Cette diminution s’explique notamment par l’effondrement du nombre de demandes déposées par des ressortissants syriens depuis la chute de Bachar Al-Assad, fin 2024. L’agence européenne souligne toutefois que la transition politique syrienne demeure fragile. Elle met également en avant le renforcement de la coopération entre l’UE et les pays d’origine ou de transit.
La France parmi les quatre principales destinations
La France, l’Allemagne, l’Italie et l’Espagne ont concentré les trois quarts des demandes enregistrées entre janvier et juin. Leur poids relatif diminue néanmoins, alors que des États plus petits accueillent désormais plusieurs milliers de demandeurs. Rapporté à sa population, c’est la Grèce qui subit la plus forte pression migratoire. Les Afghans constituent le premier groupe de demandeurs avec 39 000 dossiers, devant les Vénézuéliens et les Bangladais.

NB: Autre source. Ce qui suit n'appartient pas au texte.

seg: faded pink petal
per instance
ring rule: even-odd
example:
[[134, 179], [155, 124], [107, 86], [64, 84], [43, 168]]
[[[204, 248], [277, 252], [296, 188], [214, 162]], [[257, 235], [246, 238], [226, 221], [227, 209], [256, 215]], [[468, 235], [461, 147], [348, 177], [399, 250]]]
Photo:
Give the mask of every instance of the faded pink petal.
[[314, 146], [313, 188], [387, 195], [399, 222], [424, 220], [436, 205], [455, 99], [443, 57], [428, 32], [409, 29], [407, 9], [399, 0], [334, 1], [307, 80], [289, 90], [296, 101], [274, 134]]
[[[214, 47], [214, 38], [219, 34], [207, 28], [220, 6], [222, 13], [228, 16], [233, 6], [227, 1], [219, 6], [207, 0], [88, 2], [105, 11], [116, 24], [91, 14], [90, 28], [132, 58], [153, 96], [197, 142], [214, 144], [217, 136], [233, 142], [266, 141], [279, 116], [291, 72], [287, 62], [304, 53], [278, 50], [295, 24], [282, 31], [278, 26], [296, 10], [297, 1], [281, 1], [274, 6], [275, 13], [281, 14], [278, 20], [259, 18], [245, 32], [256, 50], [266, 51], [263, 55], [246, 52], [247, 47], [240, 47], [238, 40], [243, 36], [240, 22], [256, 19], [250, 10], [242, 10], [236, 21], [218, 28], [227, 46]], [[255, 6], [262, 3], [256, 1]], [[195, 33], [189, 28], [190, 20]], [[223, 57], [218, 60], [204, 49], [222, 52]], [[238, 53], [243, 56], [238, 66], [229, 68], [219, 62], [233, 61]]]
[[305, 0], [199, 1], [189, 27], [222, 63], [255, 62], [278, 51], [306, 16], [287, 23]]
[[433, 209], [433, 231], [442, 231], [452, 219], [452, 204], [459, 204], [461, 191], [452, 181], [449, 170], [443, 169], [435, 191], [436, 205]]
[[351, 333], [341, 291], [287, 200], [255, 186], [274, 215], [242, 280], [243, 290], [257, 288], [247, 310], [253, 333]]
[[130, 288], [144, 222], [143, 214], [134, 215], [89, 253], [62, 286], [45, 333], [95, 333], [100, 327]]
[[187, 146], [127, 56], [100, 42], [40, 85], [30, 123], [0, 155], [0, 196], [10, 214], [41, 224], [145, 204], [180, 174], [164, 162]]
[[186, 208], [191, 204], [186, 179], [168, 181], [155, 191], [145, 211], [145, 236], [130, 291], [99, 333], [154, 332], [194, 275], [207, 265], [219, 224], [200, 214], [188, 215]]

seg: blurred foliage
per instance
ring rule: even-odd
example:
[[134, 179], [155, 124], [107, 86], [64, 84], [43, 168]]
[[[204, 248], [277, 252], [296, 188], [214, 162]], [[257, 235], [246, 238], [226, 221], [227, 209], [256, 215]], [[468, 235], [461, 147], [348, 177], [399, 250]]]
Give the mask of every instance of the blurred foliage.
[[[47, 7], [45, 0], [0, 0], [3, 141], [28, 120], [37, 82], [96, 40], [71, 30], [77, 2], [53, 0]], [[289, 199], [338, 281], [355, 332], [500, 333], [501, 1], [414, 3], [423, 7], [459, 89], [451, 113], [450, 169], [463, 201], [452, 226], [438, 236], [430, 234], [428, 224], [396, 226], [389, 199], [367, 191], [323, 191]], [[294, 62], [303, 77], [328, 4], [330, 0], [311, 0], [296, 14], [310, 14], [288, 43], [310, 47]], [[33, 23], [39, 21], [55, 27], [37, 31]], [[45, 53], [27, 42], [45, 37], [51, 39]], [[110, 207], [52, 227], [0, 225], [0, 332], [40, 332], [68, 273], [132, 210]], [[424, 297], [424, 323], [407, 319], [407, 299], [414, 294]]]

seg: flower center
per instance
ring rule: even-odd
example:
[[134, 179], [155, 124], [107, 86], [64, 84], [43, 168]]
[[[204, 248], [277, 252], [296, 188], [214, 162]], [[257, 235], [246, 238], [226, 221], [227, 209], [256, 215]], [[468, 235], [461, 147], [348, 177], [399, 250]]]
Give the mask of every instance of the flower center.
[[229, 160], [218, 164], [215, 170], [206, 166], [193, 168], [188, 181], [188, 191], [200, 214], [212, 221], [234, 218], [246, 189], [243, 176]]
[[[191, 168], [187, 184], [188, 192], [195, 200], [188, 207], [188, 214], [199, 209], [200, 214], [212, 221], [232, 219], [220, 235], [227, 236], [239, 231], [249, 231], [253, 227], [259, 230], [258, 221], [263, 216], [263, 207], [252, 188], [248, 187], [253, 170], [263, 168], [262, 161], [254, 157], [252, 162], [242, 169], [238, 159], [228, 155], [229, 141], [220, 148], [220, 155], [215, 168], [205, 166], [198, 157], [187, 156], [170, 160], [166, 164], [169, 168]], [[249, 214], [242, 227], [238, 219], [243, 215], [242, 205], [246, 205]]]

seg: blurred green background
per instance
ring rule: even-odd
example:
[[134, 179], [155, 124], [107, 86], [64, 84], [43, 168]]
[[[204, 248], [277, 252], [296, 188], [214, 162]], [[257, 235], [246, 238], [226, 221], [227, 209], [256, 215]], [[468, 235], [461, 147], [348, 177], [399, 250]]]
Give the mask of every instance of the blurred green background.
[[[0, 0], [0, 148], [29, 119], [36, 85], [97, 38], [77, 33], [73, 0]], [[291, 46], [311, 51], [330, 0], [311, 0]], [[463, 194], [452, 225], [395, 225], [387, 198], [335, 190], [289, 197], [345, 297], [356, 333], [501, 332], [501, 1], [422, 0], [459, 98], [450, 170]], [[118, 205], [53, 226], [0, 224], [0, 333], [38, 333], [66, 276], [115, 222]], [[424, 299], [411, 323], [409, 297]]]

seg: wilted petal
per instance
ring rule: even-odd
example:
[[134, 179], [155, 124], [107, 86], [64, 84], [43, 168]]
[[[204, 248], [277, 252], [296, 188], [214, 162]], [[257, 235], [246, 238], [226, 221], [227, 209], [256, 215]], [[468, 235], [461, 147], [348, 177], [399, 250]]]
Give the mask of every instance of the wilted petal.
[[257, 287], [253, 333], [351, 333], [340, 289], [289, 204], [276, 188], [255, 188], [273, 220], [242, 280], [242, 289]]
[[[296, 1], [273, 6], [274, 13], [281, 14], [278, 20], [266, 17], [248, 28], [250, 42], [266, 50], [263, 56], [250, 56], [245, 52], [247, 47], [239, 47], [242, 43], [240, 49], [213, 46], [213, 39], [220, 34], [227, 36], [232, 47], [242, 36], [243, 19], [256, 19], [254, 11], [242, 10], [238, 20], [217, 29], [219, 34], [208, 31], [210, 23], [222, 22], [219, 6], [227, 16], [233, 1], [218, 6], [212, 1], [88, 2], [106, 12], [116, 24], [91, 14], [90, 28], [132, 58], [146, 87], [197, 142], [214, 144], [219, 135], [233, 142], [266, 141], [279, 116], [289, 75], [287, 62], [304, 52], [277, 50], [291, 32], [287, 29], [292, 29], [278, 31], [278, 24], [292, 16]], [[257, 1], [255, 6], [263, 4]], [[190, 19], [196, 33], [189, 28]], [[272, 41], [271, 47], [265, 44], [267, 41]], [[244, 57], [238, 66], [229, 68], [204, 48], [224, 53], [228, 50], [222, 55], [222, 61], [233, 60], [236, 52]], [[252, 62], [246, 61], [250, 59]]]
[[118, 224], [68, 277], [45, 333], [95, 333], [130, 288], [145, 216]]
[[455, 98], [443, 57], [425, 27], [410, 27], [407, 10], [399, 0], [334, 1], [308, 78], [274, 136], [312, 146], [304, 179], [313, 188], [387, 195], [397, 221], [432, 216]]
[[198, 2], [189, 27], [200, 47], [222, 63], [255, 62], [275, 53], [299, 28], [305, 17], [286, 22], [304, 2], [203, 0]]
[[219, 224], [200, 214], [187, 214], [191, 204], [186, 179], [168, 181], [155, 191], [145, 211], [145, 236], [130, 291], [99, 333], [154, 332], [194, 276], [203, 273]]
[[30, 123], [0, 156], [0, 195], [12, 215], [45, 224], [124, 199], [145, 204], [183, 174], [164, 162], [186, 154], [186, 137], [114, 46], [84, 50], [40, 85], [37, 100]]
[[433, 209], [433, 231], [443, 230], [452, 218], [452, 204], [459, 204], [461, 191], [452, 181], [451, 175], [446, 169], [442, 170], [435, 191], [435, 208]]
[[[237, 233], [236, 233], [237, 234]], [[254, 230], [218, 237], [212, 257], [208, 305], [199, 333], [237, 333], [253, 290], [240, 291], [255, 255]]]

Moins d’un tiers des demandes examinées au cours du semestre ont abouti à l’octroi d’une protection. Depuis juin, les ressortissants de pays dont le taux de reconnaissance est inférieur à 20 % peuvent être soumis à une procédure accélérée, avec un éloignement plus rapide en cas de refus. Malgré la guerre au Moyen-Orient, l’agence européenne n’a pas constaté d’augmentation correspondante des demandes d’asile dans l’Union.